The High Court has given a water meter installation company permission to serve legal proceedings on a number of people allegedly interfering with workers putting in the meters.
GMC Sierra Ltd claims its workers have been assaulted, intimidated and prevented from installing meters since the beginning of summer.
Yesterday, Mr Justice Paul Gilligan granted Jim O’Callaghan SC, for the company, permission to serve at short notice the company’s intention to seek contempt of court orders against eight individuals arising out of the protests.
Mr O’Callaghan said the company had brought proceedings against another nine people last month and there had been no difficulties with those individuals.
However, even though the High Court order applied to anyone with knowledge of it, and was also put up on company vans and barriers at the site of the meter installations, the interference and intimidation had continued, Mr O’Callaghan said.

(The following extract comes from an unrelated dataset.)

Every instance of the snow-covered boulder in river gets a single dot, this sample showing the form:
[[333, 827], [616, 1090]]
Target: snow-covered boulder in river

Between 40 and 50 people were turning up at the protests and GMC Sierra was concerned about the health and safety of its workers as well as of residents, counsel said.

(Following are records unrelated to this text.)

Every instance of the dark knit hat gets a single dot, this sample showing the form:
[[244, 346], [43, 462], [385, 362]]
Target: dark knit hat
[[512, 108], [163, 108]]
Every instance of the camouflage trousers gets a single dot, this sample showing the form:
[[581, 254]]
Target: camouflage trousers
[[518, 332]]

“Someone is going to get seriously injured as a result because they are chaotic at present,” counsel said.
GMC Sierra’s operations manager, Niall Corrigan, said in an affidavit the harassment and intimidation of company workers has been ongoing since September and he believed the protests were being “carefully orchestrated as a means of furthering civil disobedience”.

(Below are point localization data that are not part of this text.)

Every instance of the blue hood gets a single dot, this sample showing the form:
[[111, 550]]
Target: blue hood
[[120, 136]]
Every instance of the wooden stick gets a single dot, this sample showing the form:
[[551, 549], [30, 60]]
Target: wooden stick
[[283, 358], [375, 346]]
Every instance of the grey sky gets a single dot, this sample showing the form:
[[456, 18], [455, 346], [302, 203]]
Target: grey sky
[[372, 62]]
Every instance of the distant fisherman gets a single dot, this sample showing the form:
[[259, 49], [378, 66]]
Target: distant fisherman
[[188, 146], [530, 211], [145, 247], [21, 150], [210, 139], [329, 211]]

Mr O’Callaghan said the right of people to protest and that of the company to lawfully install meters could be met if the court makes an order that nobody, other than authorised personnel, and residents of the houses where the meters are being installed, can come within 20m of the works.
Mr Justice Gilligan granted counsel permission for short service of the proceedings on the eight defendants and said the matter could come back before the court next Tuesday.